Intrahepatic cholangiocarcinoma is an aggressive and chemoresistant malignancy. Better understanding the complex transcriptional architecture and intercellular crosstalk of these tumors will help in the development of more effective therapies. Herein, we have identified important interactions between cancer cells and cancer-associated fibroblasts in the tumor stroma, which could have therapeutic implications.
肝内胆管癌(ICC)是第二大常见的肝脏恶性肿瘤。

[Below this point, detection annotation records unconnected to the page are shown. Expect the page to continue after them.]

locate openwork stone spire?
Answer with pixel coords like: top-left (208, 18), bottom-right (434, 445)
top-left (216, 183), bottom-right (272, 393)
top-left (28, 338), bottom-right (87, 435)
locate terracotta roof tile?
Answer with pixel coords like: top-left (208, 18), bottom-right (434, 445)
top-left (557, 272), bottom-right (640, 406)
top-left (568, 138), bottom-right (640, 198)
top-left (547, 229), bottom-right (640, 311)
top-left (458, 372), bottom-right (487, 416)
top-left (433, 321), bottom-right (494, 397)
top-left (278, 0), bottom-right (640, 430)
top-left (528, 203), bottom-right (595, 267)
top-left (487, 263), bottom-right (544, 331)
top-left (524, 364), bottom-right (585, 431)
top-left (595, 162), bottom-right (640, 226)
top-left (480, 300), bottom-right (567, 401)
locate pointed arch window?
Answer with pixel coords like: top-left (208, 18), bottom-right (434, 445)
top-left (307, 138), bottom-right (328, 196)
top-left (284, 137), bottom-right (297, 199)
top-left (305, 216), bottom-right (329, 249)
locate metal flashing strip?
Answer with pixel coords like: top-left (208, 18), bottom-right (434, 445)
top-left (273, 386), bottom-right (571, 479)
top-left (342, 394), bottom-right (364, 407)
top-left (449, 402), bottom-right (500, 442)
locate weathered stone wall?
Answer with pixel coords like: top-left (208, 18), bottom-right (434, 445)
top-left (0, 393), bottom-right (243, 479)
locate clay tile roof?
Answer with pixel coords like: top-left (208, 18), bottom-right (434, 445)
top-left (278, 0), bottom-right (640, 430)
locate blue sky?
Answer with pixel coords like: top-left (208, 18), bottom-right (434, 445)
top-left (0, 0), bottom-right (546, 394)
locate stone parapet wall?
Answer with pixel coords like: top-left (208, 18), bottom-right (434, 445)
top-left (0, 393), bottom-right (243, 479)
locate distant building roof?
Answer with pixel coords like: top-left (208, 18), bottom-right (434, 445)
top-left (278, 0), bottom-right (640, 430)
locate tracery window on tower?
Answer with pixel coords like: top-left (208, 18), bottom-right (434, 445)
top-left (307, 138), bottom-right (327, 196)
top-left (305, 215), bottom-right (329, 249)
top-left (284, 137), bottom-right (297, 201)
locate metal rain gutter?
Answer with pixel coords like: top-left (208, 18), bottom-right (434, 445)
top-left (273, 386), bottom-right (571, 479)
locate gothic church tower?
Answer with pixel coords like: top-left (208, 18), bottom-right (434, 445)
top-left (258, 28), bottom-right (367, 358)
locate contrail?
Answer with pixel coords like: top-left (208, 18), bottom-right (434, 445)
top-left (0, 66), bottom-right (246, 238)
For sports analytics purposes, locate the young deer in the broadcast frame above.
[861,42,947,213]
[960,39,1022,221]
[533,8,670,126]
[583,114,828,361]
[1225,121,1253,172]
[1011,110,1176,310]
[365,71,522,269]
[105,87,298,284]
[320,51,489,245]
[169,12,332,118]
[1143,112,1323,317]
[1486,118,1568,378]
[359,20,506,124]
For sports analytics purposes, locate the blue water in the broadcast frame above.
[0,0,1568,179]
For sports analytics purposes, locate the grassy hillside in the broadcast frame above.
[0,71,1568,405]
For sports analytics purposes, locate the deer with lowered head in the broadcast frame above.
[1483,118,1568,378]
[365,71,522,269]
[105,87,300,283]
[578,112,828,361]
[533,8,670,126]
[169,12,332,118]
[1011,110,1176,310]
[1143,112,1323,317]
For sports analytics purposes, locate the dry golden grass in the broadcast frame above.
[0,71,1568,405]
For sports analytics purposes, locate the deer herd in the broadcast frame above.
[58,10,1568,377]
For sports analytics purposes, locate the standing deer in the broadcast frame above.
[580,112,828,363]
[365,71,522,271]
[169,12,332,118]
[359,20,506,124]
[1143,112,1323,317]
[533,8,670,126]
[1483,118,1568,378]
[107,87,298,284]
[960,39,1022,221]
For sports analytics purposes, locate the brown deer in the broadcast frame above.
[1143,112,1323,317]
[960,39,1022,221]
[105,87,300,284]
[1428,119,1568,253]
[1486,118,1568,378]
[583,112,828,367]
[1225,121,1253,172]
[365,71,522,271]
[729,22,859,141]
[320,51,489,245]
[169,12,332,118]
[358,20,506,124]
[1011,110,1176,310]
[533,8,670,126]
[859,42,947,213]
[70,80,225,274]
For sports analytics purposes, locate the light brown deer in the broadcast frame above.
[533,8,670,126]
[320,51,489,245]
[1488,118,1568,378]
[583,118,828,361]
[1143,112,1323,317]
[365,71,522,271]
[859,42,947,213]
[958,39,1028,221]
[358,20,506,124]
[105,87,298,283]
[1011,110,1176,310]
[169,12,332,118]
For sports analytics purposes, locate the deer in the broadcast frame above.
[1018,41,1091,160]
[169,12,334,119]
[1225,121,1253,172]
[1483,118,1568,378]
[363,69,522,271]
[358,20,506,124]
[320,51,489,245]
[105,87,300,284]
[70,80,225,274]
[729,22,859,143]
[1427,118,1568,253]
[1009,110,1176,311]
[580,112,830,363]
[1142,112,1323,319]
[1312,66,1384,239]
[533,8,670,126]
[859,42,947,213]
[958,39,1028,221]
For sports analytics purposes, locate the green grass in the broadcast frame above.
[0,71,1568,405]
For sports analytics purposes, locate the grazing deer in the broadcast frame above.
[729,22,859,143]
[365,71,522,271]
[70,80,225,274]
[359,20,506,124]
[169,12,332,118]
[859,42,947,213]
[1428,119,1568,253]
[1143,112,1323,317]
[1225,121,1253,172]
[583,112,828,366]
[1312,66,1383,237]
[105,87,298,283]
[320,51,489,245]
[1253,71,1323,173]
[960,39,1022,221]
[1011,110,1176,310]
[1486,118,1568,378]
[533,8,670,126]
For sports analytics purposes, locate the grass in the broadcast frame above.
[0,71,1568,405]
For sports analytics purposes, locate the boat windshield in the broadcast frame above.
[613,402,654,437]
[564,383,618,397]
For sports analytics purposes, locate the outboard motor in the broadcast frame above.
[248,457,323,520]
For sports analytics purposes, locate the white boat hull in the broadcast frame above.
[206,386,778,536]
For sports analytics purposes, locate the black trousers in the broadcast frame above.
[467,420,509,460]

ICC 通常具有显著的细胞异质性和密集的基质反应。因此,全面了解细胞多样性以及恶性细胞与生态位细胞之间的相互作用对于阐明驱动 ICC 进展的机制以及开发治疗方法至关重要。
本研究对 8 例人 ICC 及其相邻样本中的未经选择的存活细胞进行了单细胞 RNA 测序(scRNA-seq)分析,以阐明全面的转录组景观和细胞间通讯网络。此外,我们应用负选择策略富集了另外 2 例 ICC 样本中的成纤维细胞群体,以研究成纤维细胞的多样性。通过多重免疫荧光染色、批量转录组数据集以及体外和体内功能实验对分析结果进行了验证。
我们总共对源自人 ICC 和相邻组织的 56871 个单细胞进行了测序,鉴定出了多种肿瘤、免疫和基质细胞。恶性细胞表现出高度的肿瘤间异质性。此外,肿瘤浸润性 CD4 调节性 T 细胞表现出高度的免疫抑制特征。我们鉴定出 6 种不同的成纤维细胞亚群,其中大多数为 CD146 阳性血管癌相关成纤维细胞(vCAFs),具有高度表达的微血管特征和高水平的白细胞介素(IL)-6。功能测定表明,vCAFs 分泌的 IL-6 可诱导 ICC 细胞发生显著的表观遗传学改变,特别是上调增强子结合蛋白 2(EZH2),从而增强恶性程度。此外,ICC 细胞衍生的外泌体 miR-9-5p 可诱导 vCAFs 中 IL-6 的高表达,从而促进肿瘤进展。
我们的单细胞转录组数据集描绘了人 ICC 的肿瘤间异质性,强调了 ICC 细胞与 vCAFs 之间细胞间相互作用的重要性,并揭示了潜在的治疗靶点。
肝内胆管癌是一种侵袭性和化疗耐药性的恶性肿瘤。更好地了解这些肿瘤的复杂转录结构和细胞间相互作用将有助于开发更有效的治疗方法。在此,我们鉴定了肿瘤基质中癌细胞与癌相关成纤维细胞之间的重要相互作用,这可能具有治疗意义。